By Laura Geggel, Senior Writer | July 26, 2016 10:38am ET
The clock is ticking for the rats, possums and weasels that have invaded New Zealand over the past few hundred years. That's because the country plans to eradicate these invasive predators that threaten its native species, and has set the year 2050 as its goal to be free of these invasive pests, Prime Minister John Key said Monday (July 25).
Before humans landed in New Zealand less than 800 years ago, precious few mammals lived on the islands — a vibrant archipelago that provided a home for flightless birds, such as the kiwi, takahe and kakapo parrot, as well as geckos and lizard-like tuataras.
But with humans came invasive predators, mammals that continue to kill 25 million native birds every year; they also prey on the native lizards and tuataras, Key said.

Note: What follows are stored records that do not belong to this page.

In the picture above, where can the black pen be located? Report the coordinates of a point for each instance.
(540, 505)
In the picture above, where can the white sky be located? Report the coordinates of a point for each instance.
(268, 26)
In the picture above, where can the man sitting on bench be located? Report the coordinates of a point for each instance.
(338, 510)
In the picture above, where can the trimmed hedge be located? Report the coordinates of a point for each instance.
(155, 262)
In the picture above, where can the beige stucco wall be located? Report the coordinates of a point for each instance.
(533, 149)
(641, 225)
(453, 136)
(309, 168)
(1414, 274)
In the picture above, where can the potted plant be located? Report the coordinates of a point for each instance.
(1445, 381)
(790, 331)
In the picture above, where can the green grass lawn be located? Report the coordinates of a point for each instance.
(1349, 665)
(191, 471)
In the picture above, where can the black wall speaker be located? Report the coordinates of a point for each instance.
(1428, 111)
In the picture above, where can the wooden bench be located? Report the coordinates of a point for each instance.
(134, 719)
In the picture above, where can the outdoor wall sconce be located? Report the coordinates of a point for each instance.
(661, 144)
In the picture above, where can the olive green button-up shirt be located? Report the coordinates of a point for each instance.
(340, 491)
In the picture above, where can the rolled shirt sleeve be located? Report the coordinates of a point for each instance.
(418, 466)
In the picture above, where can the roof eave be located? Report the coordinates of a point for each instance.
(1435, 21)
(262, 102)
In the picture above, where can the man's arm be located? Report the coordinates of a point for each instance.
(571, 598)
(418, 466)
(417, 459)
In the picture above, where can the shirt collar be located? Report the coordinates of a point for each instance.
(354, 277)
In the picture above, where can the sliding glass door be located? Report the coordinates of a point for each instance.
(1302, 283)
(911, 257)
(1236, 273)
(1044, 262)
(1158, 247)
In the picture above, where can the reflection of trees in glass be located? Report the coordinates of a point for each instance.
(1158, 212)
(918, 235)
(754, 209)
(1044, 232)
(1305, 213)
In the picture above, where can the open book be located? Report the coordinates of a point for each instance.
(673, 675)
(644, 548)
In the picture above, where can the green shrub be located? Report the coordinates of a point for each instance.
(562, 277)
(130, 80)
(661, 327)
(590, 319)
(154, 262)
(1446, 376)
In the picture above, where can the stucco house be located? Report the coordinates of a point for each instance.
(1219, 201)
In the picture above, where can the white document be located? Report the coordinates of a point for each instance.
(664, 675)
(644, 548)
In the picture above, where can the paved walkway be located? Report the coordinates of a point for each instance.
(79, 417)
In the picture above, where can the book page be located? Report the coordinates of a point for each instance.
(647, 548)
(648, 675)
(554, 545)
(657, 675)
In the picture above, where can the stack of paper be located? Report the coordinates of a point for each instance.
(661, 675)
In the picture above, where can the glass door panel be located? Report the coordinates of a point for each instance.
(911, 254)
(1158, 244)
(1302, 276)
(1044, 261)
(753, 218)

"While once the greatest threat to our native wildlife was poaching and deforestation, it is now introduced predators," Key said in a statement.
These introduced predators cost the New Zealand economy an estimated 3.3 billion New Zealand dollars ($2.3 billion) a year, he said. The costs stem partly from the crops these invasive species eat — for instance, rodents ate an estimated NZ$300 million ($211 million) in cereal and seed export earnings in 2013, a 2015 study in the journal BioScience found.